For many years, Marylanders who ran in to Comptroller Louis L. Goldstein on the campaign trail were likely to come away with a souvenir of the encounter -- a gold-colored coin with the inscription "God Bless Y'all Real Good."
The coins and the phrase were the political trademarks of the late Goldstein, who served as the state's top tax collector for almost 40 years until his death in 1998.
Now the current occupant of that office, Peter Franchot, is seeking to capture some of the Goldstein magic by distributing his own version of comptroller coins. They're larger and heavier than the Goldstein baubles, but Franchot acknowledges the source of his inspiration.

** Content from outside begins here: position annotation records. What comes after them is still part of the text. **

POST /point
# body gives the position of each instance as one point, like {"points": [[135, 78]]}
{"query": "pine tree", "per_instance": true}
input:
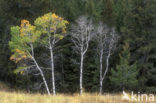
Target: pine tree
{"points": [[125, 74]]}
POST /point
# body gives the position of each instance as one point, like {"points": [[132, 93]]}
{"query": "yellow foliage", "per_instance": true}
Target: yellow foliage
{"points": [[17, 97]]}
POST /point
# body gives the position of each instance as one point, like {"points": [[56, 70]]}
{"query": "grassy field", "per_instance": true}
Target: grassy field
{"points": [[7, 96], [14, 97]]}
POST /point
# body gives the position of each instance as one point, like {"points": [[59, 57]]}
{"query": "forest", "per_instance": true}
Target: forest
{"points": [[76, 46]]}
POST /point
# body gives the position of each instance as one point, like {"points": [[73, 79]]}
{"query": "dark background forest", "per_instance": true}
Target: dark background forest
{"points": [[135, 23]]}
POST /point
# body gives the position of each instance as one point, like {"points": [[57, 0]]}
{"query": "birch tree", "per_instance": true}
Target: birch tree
{"points": [[106, 40], [23, 40], [53, 29], [81, 35]]}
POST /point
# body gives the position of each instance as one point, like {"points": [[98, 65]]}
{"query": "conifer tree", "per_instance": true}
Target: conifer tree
{"points": [[124, 76]]}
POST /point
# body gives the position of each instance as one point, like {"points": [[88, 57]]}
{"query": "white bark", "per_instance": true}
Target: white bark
{"points": [[81, 35], [52, 68], [106, 43], [40, 70], [81, 73]]}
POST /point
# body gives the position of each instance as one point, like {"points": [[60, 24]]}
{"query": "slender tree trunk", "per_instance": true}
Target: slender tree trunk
{"points": [[107, 65], [44, 80], [52, 67], [81, 73], [101, 67], [43, 77]]}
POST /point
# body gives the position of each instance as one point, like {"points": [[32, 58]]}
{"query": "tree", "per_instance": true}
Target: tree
{"points": [[106, 40], [52, 28], [125, 74], [22, 45], [139, 29], [81, 35]]}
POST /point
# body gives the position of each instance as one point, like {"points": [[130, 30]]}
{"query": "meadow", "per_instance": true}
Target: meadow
{"points": [[8, 95], [18, 97]]}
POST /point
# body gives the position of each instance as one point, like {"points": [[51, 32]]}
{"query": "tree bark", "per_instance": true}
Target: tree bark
{"points": [[101, 67], [44, 80], [81, 73], [52, 67]]}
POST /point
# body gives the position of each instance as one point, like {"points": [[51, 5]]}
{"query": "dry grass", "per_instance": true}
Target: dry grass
{"points": [[14, 97]]}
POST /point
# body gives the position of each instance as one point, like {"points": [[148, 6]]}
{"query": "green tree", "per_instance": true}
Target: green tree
{"points": [[125, 74], [52, 28], [22, 45]]}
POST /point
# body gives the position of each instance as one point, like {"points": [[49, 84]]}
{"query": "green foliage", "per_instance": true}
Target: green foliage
{"points": [[125, 74]]}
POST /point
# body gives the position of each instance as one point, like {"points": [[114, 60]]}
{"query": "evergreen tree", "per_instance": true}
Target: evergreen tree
{"points": [[125, 74]]}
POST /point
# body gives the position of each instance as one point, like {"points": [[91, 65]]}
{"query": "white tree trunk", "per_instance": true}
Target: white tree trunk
{"points": [[44, 80], [81, 73], [107, 64], [101, 69], [43, 77], [52, 68]]}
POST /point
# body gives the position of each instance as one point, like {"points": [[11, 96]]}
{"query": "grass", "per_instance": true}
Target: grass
{"points": [[8, 96], [15, 97]]}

"Everyone asks me from time to time about where my gold coins are," he said. "I finally got sick of it and had a really nice medallion made."
The black and gold medallions bear the seal of his office on one side and the state flag and his name on the other. Franchot emphasized that his campaign committee, not the state, is footing the bill.
Unlike Goldstein, Franchot doesn't give out his coins to just anybody. He said they're usually an award to people who have performed some meritorious service.
"I enjoy giving it to someone because they're so pleased to get it," he said. "It obviously builds on the Louie Goldstein legacy but it's not a complete knock-off."
Franchot was elected comptroller in 2006 after he defeated the late William Donald Schaefer in the Democratic primary. He was re-elected easily in 2010 and after flirting with the notion of running for governor in 2014 decided to seek a third term as comptroller. No credible challenger has yet emerged.
The comptroller said he realizes he's no Louie Goldstein.